Monday, December 03, 2007

Finishing

I've been busy the past few weeks quilting on two pieces. I tried a new edge finishing technique on them and I think I like it better then the facing technique I was using. Which involved a lot of sewing of mitered corners, moving back and forth from the work table to the sewing table way too much, and hand finishing. Plus I don't like how it offsets the fabric boundaries.

This new technique which I learned from my friend Elizabeth Poole and modified a bit. I tried two methods, the modified one first. For the first, I cut strips of the backing fabric about 1.5 inches wide and put wonder under on them. I scored the wonder under down the middle and pulled off the paper. So what was left was the strip with wonder under exposed on half of it, the long way. Next step was to trim the quilt to its edges. I had already quilted most of the piece but left the outside 2 inches or so unquilted. Next, I slipped the exposed wonder under strip edge under the quilt top and over the batt, lining it up so that the papered half stuck out. Then fused it. The took the remaining paper off, turned the strip to the back side, and fused it. The result was that the batt was encased in the strip and since I used the backing fabric, it was nearly invisible. After I finished quilting the outer edges, the strip disappeared on the backside and no batt was visible.

The big problem with this technique is that it really distorted the quilt edges and they were very wavy. I really hate wavy edges, they drive me nuts. So I laid the quilt out on my work table, dampened it, and then steam pressed it flat. This seems to have worked.
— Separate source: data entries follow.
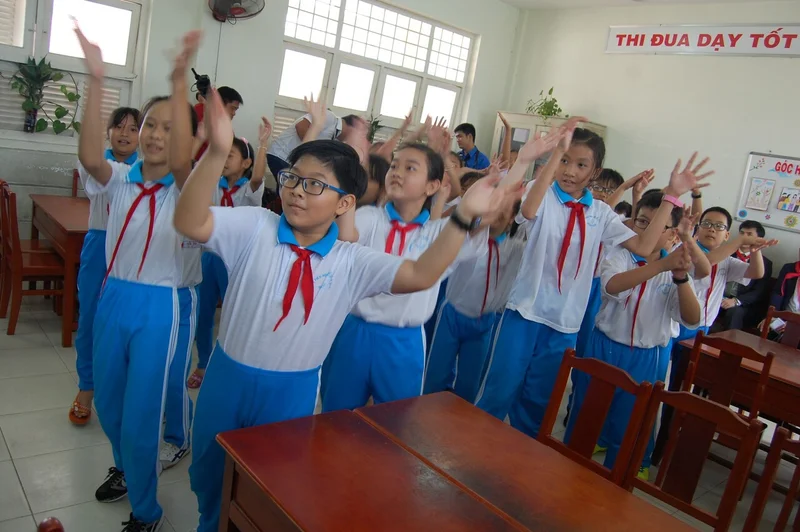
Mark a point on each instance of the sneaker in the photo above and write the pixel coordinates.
(113, 487)
(134, 525)
(171, 454)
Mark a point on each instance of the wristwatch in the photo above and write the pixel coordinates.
(462, 224)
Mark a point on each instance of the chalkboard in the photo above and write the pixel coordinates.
(771, 191)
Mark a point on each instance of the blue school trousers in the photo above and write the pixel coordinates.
(212, 290)
(140, 330)
(371, 359)
(523, 365)
(91, 273)
(640, 363)
(235, 396)
(458, 352)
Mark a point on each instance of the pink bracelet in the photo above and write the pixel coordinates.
(672, 199)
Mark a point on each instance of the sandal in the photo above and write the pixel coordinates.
(79, 414)
(194, 381)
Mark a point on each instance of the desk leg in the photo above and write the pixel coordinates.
(68, 302)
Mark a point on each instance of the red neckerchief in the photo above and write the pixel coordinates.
(301, 275)
(492, 246)
(151, 193)
(402, 230)
(792, 275)
(638, 300)
(576, 214)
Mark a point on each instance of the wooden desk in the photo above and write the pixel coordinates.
(335, 472)
(530, 482)
(782, 396)
(64, 221)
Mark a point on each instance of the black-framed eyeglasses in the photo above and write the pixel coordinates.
(312, 186)
(719, 226)
(644, 223)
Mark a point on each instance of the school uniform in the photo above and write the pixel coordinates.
(477, 291)
(631, 329)
(380, 349)
(144, 328)
(264, 374)
(91, 272)
(215, 277)
(547, 303)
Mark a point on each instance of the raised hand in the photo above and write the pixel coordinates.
(218, 125)
(682, 181)
(264, 131)
(189, 45)
(93, 57)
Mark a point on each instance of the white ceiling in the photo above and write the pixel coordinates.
(564, 4)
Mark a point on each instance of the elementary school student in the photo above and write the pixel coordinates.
(146, 313)
(293, 274)
(122, 132)
(237, 187)
(565, 230)
(380, 349)
(477, 292)
(642, 296)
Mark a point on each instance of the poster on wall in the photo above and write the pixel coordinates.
(771, 191)
(713, 39)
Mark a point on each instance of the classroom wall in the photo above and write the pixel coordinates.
(659, 108)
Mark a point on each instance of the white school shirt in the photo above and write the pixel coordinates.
(467, 288)
(172, 260)
(407, 310)
(243, 195)
(254, 244)
(535, 293)
(730, 269)
(658, 307)
(98, 203)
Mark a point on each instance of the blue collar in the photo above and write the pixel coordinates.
(135, 176)
(223, 182)
(565, 198)
(321, 248)
(129, 161)
(637, 258)
(423, 217)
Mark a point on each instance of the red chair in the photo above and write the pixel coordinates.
(20, 266)
(604, 381)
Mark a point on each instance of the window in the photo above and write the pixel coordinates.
(369, 58)
(36, 29)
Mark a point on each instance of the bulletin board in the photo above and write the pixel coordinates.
(771, 191)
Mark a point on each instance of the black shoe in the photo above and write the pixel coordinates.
(113, 487)
(134, 525)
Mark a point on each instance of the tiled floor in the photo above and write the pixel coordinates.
(50, 468)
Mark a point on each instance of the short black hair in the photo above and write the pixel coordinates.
(118, 116)
(158, 99)
(611, 176)
(594, 142)
(229, 95)
(340, 158)
(467, 129)
(752, 224)
(623, 207)
(653, 201)
(720, 210)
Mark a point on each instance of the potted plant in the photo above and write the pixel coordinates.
(546, 106)
(30, 81)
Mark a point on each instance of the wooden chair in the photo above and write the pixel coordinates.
(76, 180)
(604, 380)
(695, 416)
(20, 266)
(791, 334)
(781, 443)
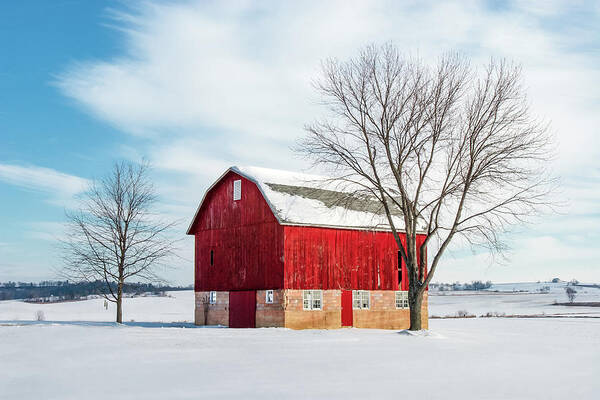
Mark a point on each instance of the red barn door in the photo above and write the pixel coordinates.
(347, 308)
(242, 309)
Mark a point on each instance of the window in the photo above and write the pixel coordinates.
(402, 299)
(269, 297)
(237, 190)
(360, 299)
(312, 299)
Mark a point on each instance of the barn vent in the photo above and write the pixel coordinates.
(237, 190)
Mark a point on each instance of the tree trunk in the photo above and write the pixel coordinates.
(120, 303)
(415, 300)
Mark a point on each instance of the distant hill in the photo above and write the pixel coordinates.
(65, 290)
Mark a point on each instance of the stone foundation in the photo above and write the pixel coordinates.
(287, 311)
(212, 314)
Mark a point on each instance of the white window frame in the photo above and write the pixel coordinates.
(402, 299)
(237, 190)
(269, 299)
(312, 299)
(361, 299)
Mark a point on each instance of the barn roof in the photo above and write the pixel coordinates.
(313, 200)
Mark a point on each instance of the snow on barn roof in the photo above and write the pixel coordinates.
(313, 200)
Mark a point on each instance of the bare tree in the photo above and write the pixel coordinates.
(448, 151)
(115, 235)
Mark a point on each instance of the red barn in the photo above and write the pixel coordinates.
(276, 248)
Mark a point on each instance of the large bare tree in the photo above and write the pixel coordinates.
(453, 149)
(115, 235)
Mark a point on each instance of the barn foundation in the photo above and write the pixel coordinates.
(287, 311)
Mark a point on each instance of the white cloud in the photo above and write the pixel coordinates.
(59, 185)
(205, 85)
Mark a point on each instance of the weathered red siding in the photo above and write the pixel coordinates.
(245, 237)
(326, 258)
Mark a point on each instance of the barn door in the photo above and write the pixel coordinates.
(242, 309)
(347, 319)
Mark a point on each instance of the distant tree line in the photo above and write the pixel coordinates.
(65, 290)
(474, 285)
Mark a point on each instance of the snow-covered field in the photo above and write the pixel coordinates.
(480, 358)
(176, 307)
(514, 299)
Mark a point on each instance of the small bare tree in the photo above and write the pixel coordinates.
(454, 153)
(115, 236)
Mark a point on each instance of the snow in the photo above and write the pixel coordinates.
(458, 359)
(176, 307)
(78, 353)
(291, 209)
(514, 299)
(74, 355)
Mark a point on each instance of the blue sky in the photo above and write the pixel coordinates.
(197, 86)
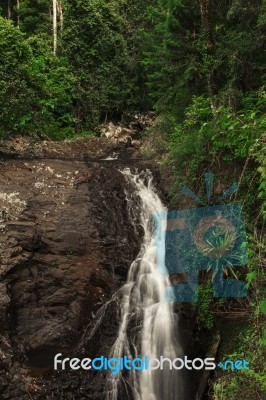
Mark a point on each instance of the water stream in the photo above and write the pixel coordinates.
(148, 325)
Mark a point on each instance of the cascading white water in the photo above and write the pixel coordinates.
(148, 325)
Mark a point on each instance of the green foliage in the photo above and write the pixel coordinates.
(94, 40)
(37, 90)
(205, 318)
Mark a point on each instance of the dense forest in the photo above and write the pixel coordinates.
(200, 65)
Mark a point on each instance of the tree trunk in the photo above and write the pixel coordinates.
(8, 9)
(18, 4)
(55, 25)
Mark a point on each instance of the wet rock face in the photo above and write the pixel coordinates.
(66, 243)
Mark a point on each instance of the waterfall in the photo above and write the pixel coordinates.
(148, 324)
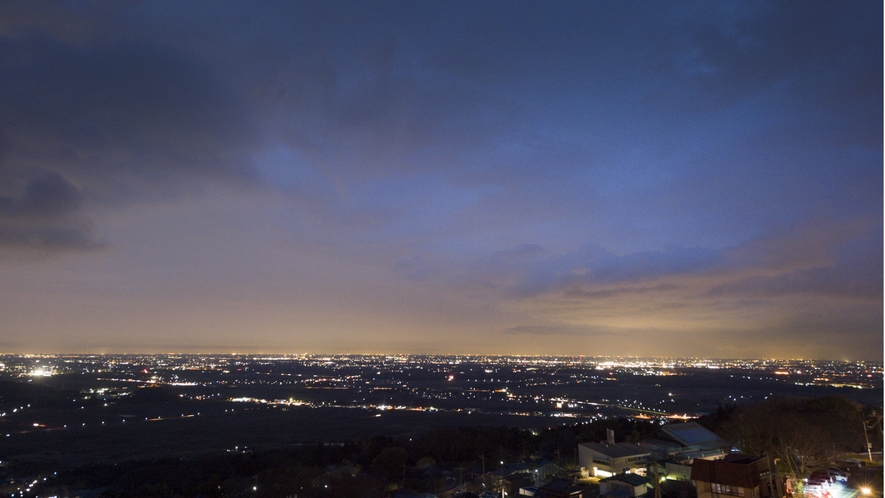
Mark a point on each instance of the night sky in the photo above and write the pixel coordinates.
(578, 178)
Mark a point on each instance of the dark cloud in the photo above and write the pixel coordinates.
(560, 330)
(123, 121)
(45, 217)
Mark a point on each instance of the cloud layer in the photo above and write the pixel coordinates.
(458, 176)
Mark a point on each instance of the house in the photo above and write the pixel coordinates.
(686, 442)
(624, 485)
(670, 469)
(692, 434)
(736, 475)
(559, 487)
(606, 459)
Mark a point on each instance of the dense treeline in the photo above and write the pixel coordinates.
(364, 468)
(373, 466)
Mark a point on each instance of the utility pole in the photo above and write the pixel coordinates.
(866, 438)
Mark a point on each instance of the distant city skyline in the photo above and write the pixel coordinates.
(678, 179)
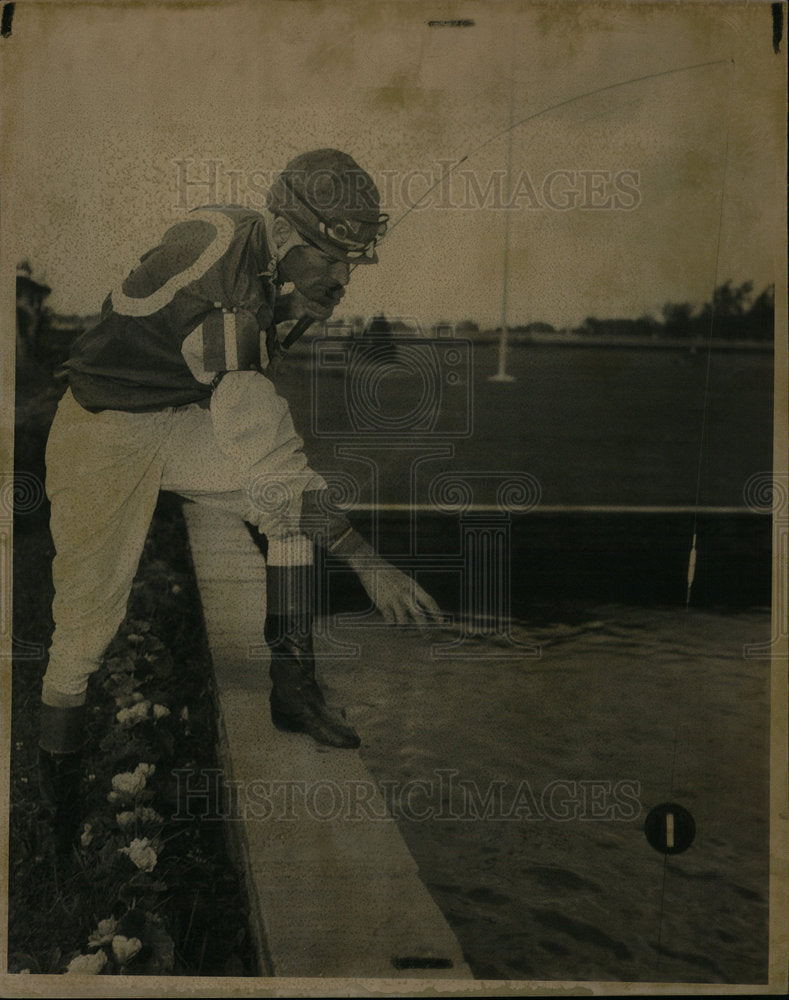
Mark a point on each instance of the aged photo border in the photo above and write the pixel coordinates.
(779, 851)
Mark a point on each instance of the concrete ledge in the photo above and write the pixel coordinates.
(333, 889)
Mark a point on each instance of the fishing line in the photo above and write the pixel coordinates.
(279, 349)
(699, 467)
(545, 111)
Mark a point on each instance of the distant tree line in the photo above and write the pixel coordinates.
(734, 314)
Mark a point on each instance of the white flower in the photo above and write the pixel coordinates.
(131, 716)
(142, 813)
(124, 949)
(87, 965)
(131, 783)
(128, 783)
(147, 815)
(141, 853)
(104, 933)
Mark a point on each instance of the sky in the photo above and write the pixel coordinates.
(115, 115)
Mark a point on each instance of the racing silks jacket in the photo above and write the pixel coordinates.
(197, 304)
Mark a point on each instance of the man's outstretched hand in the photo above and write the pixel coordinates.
(400, 599)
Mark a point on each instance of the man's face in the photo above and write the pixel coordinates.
(315, 274)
This is the back (lime green) folded across the front. You have to look closely to see the folded back edge.
This is the edge on the front side. You can see the green strip here, but most places it's not visible. This could be a problem if the strip was some wildly different fabric from the front.

For the second piece, I didn't used the wonder undered strip. Quilted to the edge this time only leaving about 1/4" undone. This time I trimmed away the batt so that it was just slightly smaller than the top. Then trimmed the backing fabric to about 3/4" wider than the quilt. Applied wonder under to the backside of this strip, turned it to the back and fused it. Now I went around the entire outside of the quilt and adding enough stitching to ensure the back strip stayed down and also to close the gap between the top and the back so the batt couldn't show.
Here's the edge from the front side.
And from the back. You can see the folded back strip better here, partly because the edge stitching was done after the top had been quilted and so it doesn't cover the entire strip.


This second method did not distort the top at all. Both methods leave the edge rather fragile since they don't have the support of a facing, so time will tell how well I like how it holds up. I like the look.


This is the backside of the faced quilt. It's a very neat finish, but very time consuming.


This is what I mean about the fabric edges becoming offset. I don't like this, which is the major drawback to this method for my style of quilt. If I didn't have the irregular edges it wouldn't be an issue.


This coming weekend my husband and I are driving to Chicago to take some furniture that my Mother no longer needs and it doesn't fit into her studio. We are renting a minivan since neither of our cars is big enough to hold a dresser plus the other stuff. I don't much enjoy the drive and I sure hope the weather is good and the ice storm this past weekend doesn't repeat itself. We thought about flying out and renting the car to drive home but it costs more to rent a car one way for two days than it does to round trip it for four days. I guess they like their cars to always come back home.